Хотя это помещение – это было неожиданно, и от этого пугающе.
Но Сайлар надеялся на свои инстинкты и верно полагал, что у мистера Петрелли были на него слишком большие планы, чтобы тот нанёс ему какой-нибудь ущерб – неважно какого рода.
Скорее, это был какой-то тест. Проверка или тренировка. Что-то вроде того.
Ведь так?
Сайлар замер взведённой пружиной, не зная, чего ждать и вглядываясь вперёд. Свет проникал через узкие щели, рисуя полосы вглубь комнаты, но это скорее не давало привыкнуть к полной темноте, чем помогало хоть что-то разглядеть.
В самой глубине блеснул голубоватый электрический разряд и Сайлар узнал ту, которая некогда спасла его тело, но помогла сгубить душу. Но прежде, чем он успеть сделать хоть шаг по направлению к ней, раздался негромкий лязг цепей, и под шипящее – ты!? – и немыслимой силы вспышку молнии он умер, мучительно, но, наверное, очень красиво, даже не успев упасть.
* *
Элль знала, что Сайлар бессмертен. Но он мог испытывать боль и, разрывая на множество кусков его тело, она надеялась, что это принесёт ей хоть какое-то облегчение.

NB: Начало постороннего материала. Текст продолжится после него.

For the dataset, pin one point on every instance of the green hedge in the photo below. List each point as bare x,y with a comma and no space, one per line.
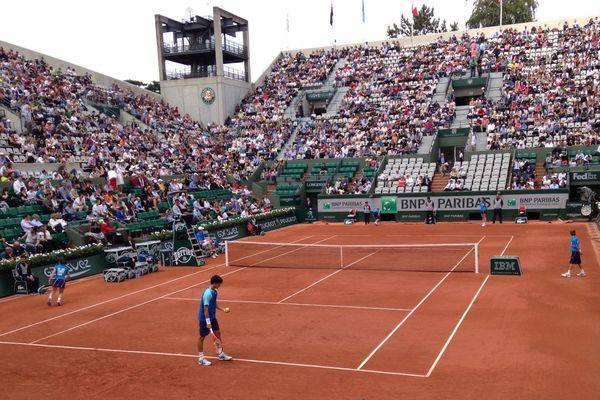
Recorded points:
53,257
164,235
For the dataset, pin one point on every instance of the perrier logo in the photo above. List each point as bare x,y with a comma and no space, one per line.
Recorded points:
388,205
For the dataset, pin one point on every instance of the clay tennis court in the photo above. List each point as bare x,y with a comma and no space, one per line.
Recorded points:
326,333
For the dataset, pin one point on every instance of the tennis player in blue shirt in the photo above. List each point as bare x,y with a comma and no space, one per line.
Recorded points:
58,280
575,256
482,210
207,317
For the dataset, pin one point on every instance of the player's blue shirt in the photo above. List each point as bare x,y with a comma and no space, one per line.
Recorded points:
209,297
574,243
60,271
482,206
200,236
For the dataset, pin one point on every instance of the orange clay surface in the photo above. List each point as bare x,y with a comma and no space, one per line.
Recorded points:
325,333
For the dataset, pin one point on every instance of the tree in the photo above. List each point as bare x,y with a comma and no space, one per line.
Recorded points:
153,86
421,24
487,12
135,83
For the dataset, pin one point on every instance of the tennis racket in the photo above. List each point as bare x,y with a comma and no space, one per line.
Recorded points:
217,342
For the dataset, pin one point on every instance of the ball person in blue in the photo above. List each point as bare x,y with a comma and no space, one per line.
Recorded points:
207,318
575,256
58,280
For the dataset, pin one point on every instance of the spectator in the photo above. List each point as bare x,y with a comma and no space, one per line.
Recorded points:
57,223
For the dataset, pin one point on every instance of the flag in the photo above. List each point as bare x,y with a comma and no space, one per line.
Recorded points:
363,10
331,15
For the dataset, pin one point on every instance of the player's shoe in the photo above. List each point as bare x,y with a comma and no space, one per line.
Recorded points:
204,362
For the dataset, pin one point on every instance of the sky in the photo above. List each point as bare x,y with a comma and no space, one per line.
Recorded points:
117,37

Он послушно взорвался, заливая комнату душераздирающим криком и светом сгорающей дотла плоти, и долго восстанавливался потом, сначала под отвратительный звук нарастающего на костях нового мяса, потом – когда стал на это способен – под собственные стоны.
Запах недавней смерти был ещё горек и плотен, когда он опёрся, наконец, на здоровые руки и, приподняв голову, посмотрел на свою убийцу. Без ненависти и страха, с тошнотворной, ослепляющей жалостью.
Буквально швыряя её этим взглядом в истерику, заставляя биться в цепях и вопить, проглатывая буквы и целые слова:
- Я прикончу тебя, сукин сын! Я убью тебя, клянусь! Убью тебя!!!
Он смиренно принимал каждое её слово. Он уверял, что не хотел убивать её отца, что он вообще никого не хотел убивать – она же знает, ведь это же она когда-то спасла его. Обещал, что не станет опускаться до извинений, что она заслуживает больше – заслуживает мести.
Ей было нужно выплеснуть боль.
Ему тоже было что-то нужно. Возможно, хоть какое-то искупление. Возможно, что-то однозначно честное после всех игр в семью.
И, шаг за шагом приближаясь к ней, он уговаривал:
- Весь гнев… всю боль… можешь выместить на мне всё… я выдержу… всё выдержу…
И она захлёбывалась в рыданиях, и снова и снова била его током. Уже не до смерти, как в первый раз, но до самого крайнего предела, заставляя корчиться в судорогах и вонять горелой плотью.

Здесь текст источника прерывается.